Research Data and Metadata at Risk: Degradation over Time

Research data and metadata - usually derived from an experiment or series of experiments - is in the hot focus of the researcher during the experiment and the subsequent interpretation, paper writing and publishing. But once the researcher has moved on to their next effort, this data is very much at risk. Often (read 'the-rule-rather-than-the-exception'), the data is not properly managed and archived, and resides as a single copy on the researcher's desktop or maybe research server.

In addition, the metadata is minimal or non-existent, and if it does exist is only interpretable by the researcher and their colleagues or students. Over time, the chance that this data will be lost or useful knowledge about it forgotten by the researcher increases, and the information content of the data and metadata rapidly decreases. Some events can seriously accelerate this decrease: data loss (media failure, computer replacement, other serious accidents or failures, etc); change of careers and retirement; and the death of the researcher.

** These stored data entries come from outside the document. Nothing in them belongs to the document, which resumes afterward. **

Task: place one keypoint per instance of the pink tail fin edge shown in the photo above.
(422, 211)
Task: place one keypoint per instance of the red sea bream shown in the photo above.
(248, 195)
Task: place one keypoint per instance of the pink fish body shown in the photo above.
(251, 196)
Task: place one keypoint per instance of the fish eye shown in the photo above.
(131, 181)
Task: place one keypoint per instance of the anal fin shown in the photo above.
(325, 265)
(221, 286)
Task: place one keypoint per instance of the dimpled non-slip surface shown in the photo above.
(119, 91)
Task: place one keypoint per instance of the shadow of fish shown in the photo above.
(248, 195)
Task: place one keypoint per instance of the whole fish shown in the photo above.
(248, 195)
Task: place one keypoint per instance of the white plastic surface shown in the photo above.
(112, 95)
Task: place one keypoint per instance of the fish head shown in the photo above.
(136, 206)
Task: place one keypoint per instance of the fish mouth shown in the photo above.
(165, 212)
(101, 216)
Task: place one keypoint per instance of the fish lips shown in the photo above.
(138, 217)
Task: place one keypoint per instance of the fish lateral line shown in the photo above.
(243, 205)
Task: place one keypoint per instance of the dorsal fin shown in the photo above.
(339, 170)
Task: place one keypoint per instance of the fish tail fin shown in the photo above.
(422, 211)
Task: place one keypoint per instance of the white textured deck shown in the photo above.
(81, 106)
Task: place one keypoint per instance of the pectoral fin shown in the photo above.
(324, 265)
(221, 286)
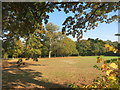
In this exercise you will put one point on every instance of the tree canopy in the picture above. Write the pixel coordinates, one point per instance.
(21, 18)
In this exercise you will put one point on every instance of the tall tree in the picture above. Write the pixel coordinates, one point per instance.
(52, 35)
(33, 46)
(65, 47)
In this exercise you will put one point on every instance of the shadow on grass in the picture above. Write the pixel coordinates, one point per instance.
(13, 77)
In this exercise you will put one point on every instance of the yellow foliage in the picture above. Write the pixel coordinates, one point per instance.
(99, 59)
(112, 77)
(108, 72)
(104, 66)
(111, 48)
(113, 65)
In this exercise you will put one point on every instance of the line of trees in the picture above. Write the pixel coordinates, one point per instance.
(48, 41)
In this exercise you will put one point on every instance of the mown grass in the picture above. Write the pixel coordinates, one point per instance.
(54, 72)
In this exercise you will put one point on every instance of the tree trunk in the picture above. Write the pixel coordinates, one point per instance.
(50, 54)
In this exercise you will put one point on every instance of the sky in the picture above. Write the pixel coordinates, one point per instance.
(103, 31)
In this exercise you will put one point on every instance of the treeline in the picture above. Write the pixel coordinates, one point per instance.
(49, 42)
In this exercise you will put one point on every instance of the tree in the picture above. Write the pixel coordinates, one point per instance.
(51, 35)
(84, 47)
(21, 18)
(33, 46)
(13, 48)
(65, 47)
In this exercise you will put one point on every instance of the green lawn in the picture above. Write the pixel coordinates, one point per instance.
(54, 72)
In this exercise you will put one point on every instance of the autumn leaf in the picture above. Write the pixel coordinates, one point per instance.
(113, 65)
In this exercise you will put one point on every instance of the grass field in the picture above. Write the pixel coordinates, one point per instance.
(50, 73)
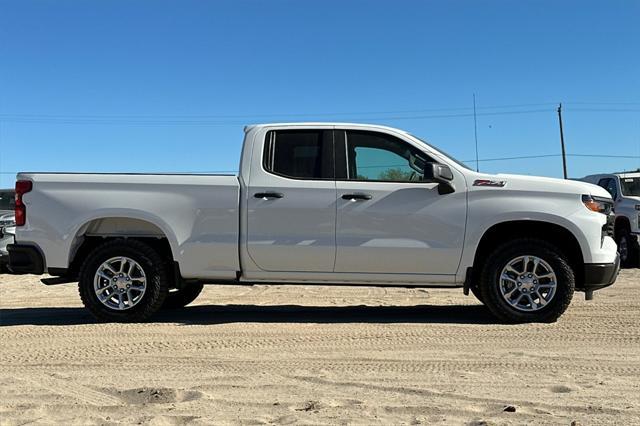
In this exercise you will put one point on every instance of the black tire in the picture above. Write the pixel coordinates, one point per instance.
(501, 256)
(477, 293)
(157, 284)
(179, 298)
(628, 248)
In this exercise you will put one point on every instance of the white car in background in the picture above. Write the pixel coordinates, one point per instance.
(625, 190)
(318, 203)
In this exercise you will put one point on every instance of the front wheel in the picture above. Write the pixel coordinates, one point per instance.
(628, 248)
(123, 281)
(527, 280)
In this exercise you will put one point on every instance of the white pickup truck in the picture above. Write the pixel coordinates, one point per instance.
(318, 203)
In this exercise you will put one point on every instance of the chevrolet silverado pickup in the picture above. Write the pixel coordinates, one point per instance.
(318, 203)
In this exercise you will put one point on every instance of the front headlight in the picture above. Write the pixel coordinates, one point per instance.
(598, 204)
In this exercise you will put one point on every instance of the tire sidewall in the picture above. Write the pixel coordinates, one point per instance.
(155, 292)
(490, 282)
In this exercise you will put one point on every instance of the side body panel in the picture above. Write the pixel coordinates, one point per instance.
(549, 200)
(198, 215)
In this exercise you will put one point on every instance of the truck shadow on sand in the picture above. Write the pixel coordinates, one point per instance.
(225, 314)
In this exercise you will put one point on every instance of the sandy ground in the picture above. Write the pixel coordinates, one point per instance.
(317, 355)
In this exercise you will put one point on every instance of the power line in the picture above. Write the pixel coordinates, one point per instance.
(156, 121)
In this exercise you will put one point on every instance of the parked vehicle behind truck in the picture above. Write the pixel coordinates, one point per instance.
(318, 203)
(624, 188)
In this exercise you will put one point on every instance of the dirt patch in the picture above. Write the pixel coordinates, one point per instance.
(317, 355)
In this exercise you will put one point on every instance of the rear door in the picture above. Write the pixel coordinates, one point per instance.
(390, 221)
(291, 212)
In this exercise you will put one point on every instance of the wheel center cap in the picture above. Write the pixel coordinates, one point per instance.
(121, 282)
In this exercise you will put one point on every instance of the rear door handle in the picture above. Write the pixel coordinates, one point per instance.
(355, 197)
(267, 195)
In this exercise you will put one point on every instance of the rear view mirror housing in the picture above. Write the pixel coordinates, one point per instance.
(440, 174)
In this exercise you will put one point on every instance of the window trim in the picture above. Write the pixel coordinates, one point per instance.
(615, 185)
(341, 160)
(269, 144)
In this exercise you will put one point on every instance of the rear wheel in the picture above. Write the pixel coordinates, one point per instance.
(123, 281)
(527, 280)
(179, 298)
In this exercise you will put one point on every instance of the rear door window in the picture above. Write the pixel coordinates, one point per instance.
(300, 154)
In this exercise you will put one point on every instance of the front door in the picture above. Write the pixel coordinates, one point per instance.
(389, 221)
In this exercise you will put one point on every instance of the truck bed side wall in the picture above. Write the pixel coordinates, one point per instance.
(198, 214)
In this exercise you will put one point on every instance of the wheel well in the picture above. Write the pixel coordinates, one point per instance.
(554, 234)
(99, 231)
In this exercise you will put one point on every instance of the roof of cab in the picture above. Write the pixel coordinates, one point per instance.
(319, 123)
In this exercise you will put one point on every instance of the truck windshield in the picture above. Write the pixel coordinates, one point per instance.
(630, 186)
(458, 162)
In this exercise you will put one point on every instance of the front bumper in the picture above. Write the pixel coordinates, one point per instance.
(25, 259)
(600, 275)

This common scenario was first described in published form in 1997 (to my knowledge) in a paper entitled: Nongeospatial Metadata for the Ecological Sciences (citation below). It included a very expressive diagram, which I have re-created for another paper (which was used in the draft of the paper but it was decided not to use the diagram in the final version), and you can see it below:





A higher resolution jpeg image can be found here.
A high resolution PDF can be found here.

The diagram was created using LaTeX and TikZ. The source files can be found at the github repo.


From (only in draft): 
de la Sablonnière, Auger, Sabourin and Newton. 2012. Facilitating Data Sharing in the Behavioral Sciences. Data Science Journal. Volume 11, 23 March 2012. DOI 10.2481/dsj.11-DS4
   
After: 
Michener, W., J. Brunt, J. Helly, T. Kirchner & S. Stafford. 1997. Nongeospatial Metadata for the Ecological Sciences. Ecological Applications 7:1:330-342 DOI: 10.1890/1051-0761(1997)007[0330:NMFTES]2.0.CO;2

 

The Michener paper is excellent and very much before its time. Its many insights generalize to other research domains.

Comments

Popular posts from this blog

Java, MySql increased performance with Huge Pages

IBM on Linux: "Lean, clean, and green"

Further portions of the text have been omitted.